Z dystansem należy również podchodzić do reklam i ofert produktów, które rzekomo mają chronić przed koronawirusem, oraz do środków medycznych lub suplementów diety, które mają zapobiec zarażeniu, bo obecnie jeszcze takich nie ma. "Nie wierzmy fałszywym ofertom sprzedaży online testów na koronawirusa czy szczepionek, za które trzeba zapłacić z góry. Nie dajmy się nabrać, nawet jeśli oszuści podszywają się pod urzędników, lekarzy, ekspertów, przedstawicieli instytucji międzynarodowych, renomowanych instytutów badawczych czy osoby 'uzdrowione' dzięki cudownemu specyfikowi. Zadbajmy też o starszych konsumentów – naszych rodziców, dziadków, sąsiadów. Oni są szczególnie narażeni na różne sztuczki" - wskazał UOKiK.
Kontakt z policją
Urząd zwrócił uwagę, że odwołanie lotów, wycieczek czy imprez też może być okazją dla oszustów. Dlatego należy zachować ostrożność, gdy zadzwoni firma oferująca odzyskanie pieniędzy, na przykład za wyjazd, czy bilet do teatru. "W takiej sytuacji najlepiej się rozłączyć i postarajmy się porozmawiać bezpośrednio z podmiotem, z którym zawarliśmy umowę – jego również dotknęła sytuacja związana z epidemią koronowirusa. Możemy w takim wypadku skorzystać m.in. z bezpłatnej pomocy prawnej UOKiK oferowanej przez infolinię, drogą mailową lub bezpośrednio u rzecznika praw konsumentów" - podkreślono. Urząd wskazał, że czas epidemii mogą wykorzystać też zwykli złodzieje, by dostać się do naszych domów - pretekstem może być na przykład obwoźna sprzedaż maseczek, płynów do dezynfekcji, testów na wirusa, czy podszywać się pod urzędników sanitarnych, którzy nakazują opuszczenie mieszkania z powodu kontaktu z zarażonym. W takich przypadkach UOKiK radzi by od razu kontaktować się z rodziną lub sąsiadami oraz zawiadomić policję.

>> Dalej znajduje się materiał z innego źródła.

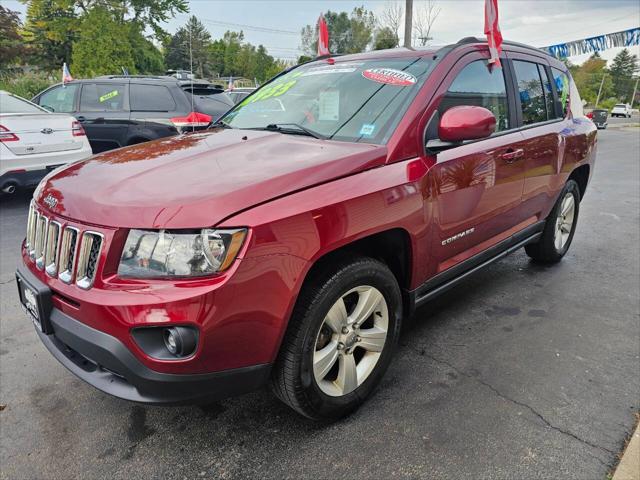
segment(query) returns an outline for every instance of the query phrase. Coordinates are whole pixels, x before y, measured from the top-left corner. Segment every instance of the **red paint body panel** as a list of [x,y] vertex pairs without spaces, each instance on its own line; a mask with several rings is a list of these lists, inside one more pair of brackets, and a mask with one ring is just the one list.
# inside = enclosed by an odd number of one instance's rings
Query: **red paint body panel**
[[[399,50],[335,62],[432,54]],[[271,363],[305,276],[323,255],[397,230],[410,248],[403,288],[413,290],[544,219],[577,167],[591,165],[592,173],[596,128],[585,118],[426,153],[425,129],[451,80],[473,59],[488,57],[486,45],[469,44],[441,59],[384,146],[213,130],[68,166],[41,184],[35,200],[63,226],[90,226],[104,235],[93,288],[48,277],[23,248],[24,263],[53,290],[56,308],[120,339],[155,371],[204,373]],[[509,156],[519,150],[521,157]],[[52,210],[43,203],[48,195],[58,200]],[[128,229],[210,226],[249,229],[238,259],[224,273],[193,280],[116,275]],[[469,229],[472,235],[443,245]],[[172,324],[198,328],[193,357],[153,359],[131,336],[134,327]]]
[[48,177],[36,200],[52,194],[53,213],[94,225],[202,228],[385,160],[384,146],[219,129],[75,163]]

Porozumienie z operatorami
Pod koniec marca br. Ministerstwo Cyfryzacji zawarło porozumienie z Urzędem Komunikacji Elektronicznej i NASK oraz największymi operatorami telekomunikacyjnymi, o współpracy. Resort wskazał, że jego celem jest ochrona obywateli przed wyłudzaniem danych lub pieniędzy pod pozorem walki z epidemią koronawirusa.
- We wszystkich tego typu przypadkach odpowiedzialne za to służby reagują na bieżąco. W najbardziej drastycznych przypadkach oszuści muszą się liczyć z odpowiedzialnością karną. Chodzi o to, by jak najlepiej chronić obywateli przed naciągaczami, którzy pod pretekstem walki z epidemią dopuszczają się przestępstw - powiedział, cytowany w komunikacie, minister cyfryzacji Marek Zagórski.